Securities turnover soars to sh17b

Jul 24, 2007

BUOYED by increased trading especially on the Stanbic Bank counter, turnover at the Uganda Securities Exchange (USE) hit a record high of sh17.5b in the second quarter of this year.

By Peter Kaujju

BUOYED by increased trading especially on the Stanbic Bank counter, turnover at the Uganda Securities Exchange (USE) hit a record high of sh17.5b in the second quarter of this year.

“While quarterly volumes dropped by 26% to 113.2 million shares at sh17.5b, the turnover is almost double what the bourse traded in its first five years,” a quarterly bulletin for April to June from the exchange said.

The average daily turnover is about sh500m.
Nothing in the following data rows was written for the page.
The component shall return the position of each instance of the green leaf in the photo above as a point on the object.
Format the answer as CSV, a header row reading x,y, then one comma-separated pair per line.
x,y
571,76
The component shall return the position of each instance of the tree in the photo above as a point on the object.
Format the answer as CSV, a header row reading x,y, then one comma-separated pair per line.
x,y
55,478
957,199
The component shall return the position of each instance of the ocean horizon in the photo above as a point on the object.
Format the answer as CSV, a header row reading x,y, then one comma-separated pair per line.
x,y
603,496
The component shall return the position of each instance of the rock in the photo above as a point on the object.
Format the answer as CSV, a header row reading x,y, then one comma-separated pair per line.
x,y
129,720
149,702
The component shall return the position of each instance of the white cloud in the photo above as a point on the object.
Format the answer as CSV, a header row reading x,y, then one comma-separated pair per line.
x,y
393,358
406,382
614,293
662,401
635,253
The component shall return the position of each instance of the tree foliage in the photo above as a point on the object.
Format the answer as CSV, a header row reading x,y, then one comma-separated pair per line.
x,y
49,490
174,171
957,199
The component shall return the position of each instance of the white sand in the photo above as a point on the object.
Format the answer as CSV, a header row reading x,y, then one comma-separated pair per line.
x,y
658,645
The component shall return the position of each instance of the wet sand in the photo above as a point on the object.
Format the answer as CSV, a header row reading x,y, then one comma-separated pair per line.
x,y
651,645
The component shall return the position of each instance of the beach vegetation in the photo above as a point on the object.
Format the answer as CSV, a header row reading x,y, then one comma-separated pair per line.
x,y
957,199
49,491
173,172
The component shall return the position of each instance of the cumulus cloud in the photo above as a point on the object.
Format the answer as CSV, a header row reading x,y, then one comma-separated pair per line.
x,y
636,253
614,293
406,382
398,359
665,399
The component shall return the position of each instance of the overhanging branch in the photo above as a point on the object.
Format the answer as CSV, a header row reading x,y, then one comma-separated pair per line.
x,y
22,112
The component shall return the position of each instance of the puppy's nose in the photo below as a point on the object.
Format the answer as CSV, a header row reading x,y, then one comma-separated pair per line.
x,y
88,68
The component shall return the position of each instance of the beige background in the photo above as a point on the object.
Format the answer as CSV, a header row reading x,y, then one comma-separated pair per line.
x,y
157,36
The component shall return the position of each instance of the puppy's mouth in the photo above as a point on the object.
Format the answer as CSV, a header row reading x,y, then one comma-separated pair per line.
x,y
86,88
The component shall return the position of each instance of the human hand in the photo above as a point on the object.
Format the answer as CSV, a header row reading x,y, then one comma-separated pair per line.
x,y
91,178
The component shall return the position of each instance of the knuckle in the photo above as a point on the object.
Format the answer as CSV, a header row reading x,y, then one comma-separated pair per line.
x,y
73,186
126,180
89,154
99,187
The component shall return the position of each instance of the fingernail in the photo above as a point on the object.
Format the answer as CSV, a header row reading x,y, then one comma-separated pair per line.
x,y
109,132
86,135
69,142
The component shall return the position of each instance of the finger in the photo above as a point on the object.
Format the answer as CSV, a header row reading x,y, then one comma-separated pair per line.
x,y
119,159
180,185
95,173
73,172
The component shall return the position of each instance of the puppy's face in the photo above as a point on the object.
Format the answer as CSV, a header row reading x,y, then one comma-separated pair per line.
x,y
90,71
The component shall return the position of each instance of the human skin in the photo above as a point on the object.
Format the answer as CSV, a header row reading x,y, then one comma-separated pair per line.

Stanbic Bank, whose Initial Public Offer was over-subscribed by over 200%, dominated trading, accounting for 92.4% of turnover, while Bank of Baroda accounted for 3.33%. Dfcu’s share was 3.09% while The New Vision and Uganda Clays accounted for 0.6% and 0.44% respectively.

Mixed reactions from the market as most listed companies released their end-of-year results resulted into peaks and lows on the all share index, which is the performance indicator of the exchange.

On the Fixed Income securities section, turnover of sh97.9b was recorded on the Government bonds counter, while the East African Development Bank’s bond dominated activity on the corporate bond counter with sh29m turnover. There was no activity on the Standard Chartered Bank and uganda telecom bonds.

“This positive reaction from the market should spur other firms to consider listing. It is feasible for the companies operating in East Africa to tap cheap money for expansion,” the report recommended.

The report said countries should take advantage of the excess liquidity in the markets.

It said money can be mobilised from the public to fund infrastructure gaps in housing and energy.

The eight-counter bourse has six local listings and three cross-listed from Kenya.

The report said foreign and local investors were increasing their interest in the market.

“In Kenya, pension reform has played a major role in increasing liquidity of the capital markets. The vital point to note is the importance of deeper financial systems, better run companies and more disciplined macro-economic policies.”